The early training lasts for six demanding, rigorous years. Given that Beijing opera is fading in popularity, especially among the younger generations, it seems strange that so many young people would want to go through it.
“It’s such good training that the students can go in almost any direction even if they don’t end up in the opera,” Ms. Liu said.
“A lot of our students end up on television or in the movies,” she added. “There are a lot of martial arts movies, and our students are all good at martial arts. Some of them become popular singers or actors. They’re not worried about their future.”
The Chinese Ministry of Culture, anxious about the form’s survival, lavishly subsidizes it, renovating theaters, commissioning new works, paying substantial salaries to the bearers of the tradition, like Mr. Qiao.
This year, for the first time ever, the state-run Chinese Central Television has been holding a national Beijing opera student competition, with the finals to be televised in October. During the preliminaries in Beijing recently, 24 contestants, each with a supporting cast of extremely acrobatic soldiers and others, took the stage in an awesome display of skill and talent.
The emphasis was on what a nonconnoisseur might think of as the best parts — the battle and martial arts scenes, with performers in astonishing costumes leaping and somersaulting in midair, twirling, jabbing, tossing and juggling an arsenal of weapons and batons, singing at the same time.
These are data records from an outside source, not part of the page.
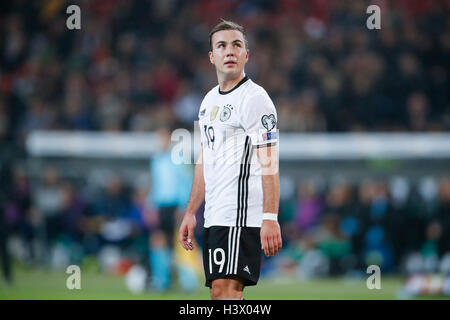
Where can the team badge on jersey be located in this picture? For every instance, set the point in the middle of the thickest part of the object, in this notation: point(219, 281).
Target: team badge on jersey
point(214, 113)
point(226, 113)
point(269, 122)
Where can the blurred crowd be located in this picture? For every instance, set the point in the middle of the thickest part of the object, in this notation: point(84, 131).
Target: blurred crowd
point(328, 228)
point(135, 65)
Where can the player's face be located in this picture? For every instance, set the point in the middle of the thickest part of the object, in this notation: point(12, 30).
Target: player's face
point(229, 54)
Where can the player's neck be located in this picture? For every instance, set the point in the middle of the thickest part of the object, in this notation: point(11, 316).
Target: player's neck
point(228, 84)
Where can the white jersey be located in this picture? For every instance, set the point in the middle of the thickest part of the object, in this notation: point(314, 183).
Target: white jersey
point(232, 125)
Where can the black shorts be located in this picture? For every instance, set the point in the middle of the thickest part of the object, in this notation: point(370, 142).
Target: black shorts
point(232, 251)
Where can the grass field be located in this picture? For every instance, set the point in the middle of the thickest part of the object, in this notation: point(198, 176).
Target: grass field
point(39, 284)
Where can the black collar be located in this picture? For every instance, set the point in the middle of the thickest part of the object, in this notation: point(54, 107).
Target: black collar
point(235, 87)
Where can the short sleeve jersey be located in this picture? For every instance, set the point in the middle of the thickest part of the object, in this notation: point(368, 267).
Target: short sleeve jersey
point(232, 125)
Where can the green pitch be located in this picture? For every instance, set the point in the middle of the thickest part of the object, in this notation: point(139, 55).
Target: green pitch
point(35, 284)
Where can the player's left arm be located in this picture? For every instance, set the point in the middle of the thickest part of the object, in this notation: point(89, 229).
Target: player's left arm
point(271, 241)
point(259, 120)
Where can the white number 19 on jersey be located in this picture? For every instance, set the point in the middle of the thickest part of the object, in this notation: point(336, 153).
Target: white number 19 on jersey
point(220, 262)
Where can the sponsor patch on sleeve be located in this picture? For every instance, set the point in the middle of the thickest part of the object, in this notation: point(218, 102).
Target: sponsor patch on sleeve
point(269, 136)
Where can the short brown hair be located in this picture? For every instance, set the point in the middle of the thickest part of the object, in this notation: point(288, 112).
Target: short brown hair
point(227, 25)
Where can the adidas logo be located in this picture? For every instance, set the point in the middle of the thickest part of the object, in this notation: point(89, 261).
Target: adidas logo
point(246, 269)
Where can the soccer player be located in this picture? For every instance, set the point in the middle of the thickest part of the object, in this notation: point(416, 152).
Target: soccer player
point(236, 172)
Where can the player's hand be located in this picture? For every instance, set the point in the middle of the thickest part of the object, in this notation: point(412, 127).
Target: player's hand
point(186, 231)
point(271, 241)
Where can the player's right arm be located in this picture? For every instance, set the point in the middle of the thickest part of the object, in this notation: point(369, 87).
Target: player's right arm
point(186, 232)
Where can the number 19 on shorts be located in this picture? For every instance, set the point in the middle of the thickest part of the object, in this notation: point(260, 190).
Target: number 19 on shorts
point(220, 261)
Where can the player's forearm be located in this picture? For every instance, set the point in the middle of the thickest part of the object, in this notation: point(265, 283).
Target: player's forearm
point(271, 192)
point(198, 189)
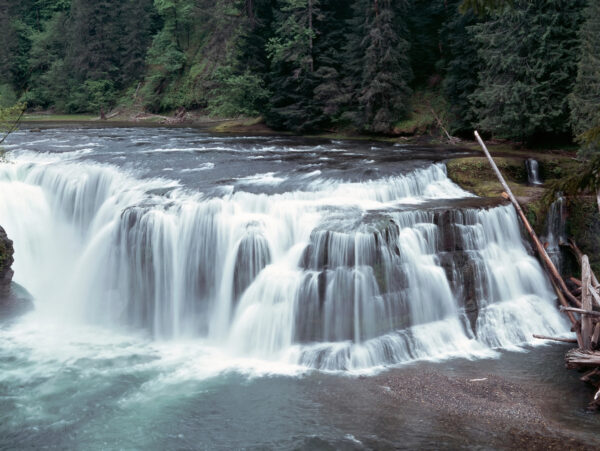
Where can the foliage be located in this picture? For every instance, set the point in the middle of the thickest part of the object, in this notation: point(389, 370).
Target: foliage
point(9, 119)
point(462, 65)
point(528, 66)
point(585, 98)
point(513, 68)
point(236, 95)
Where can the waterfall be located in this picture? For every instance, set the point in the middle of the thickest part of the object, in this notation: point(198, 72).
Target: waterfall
point(533, 172)
point(338, 275)
point(555, 233)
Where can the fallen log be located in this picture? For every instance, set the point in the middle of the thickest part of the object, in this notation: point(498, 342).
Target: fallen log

And there was the knowledgeable audience — theater entry was free, which is perhaps itself a sign of the form’s fragile standing with the public — shouting approval and applauding enthusiastically. “We teachers are doing our job, and the government’s Culture Ministry is supporting us,” Mr. Qiao said. “Everybody’s doing their best to keep this as a cultural treasure, whether people go to see it or not.”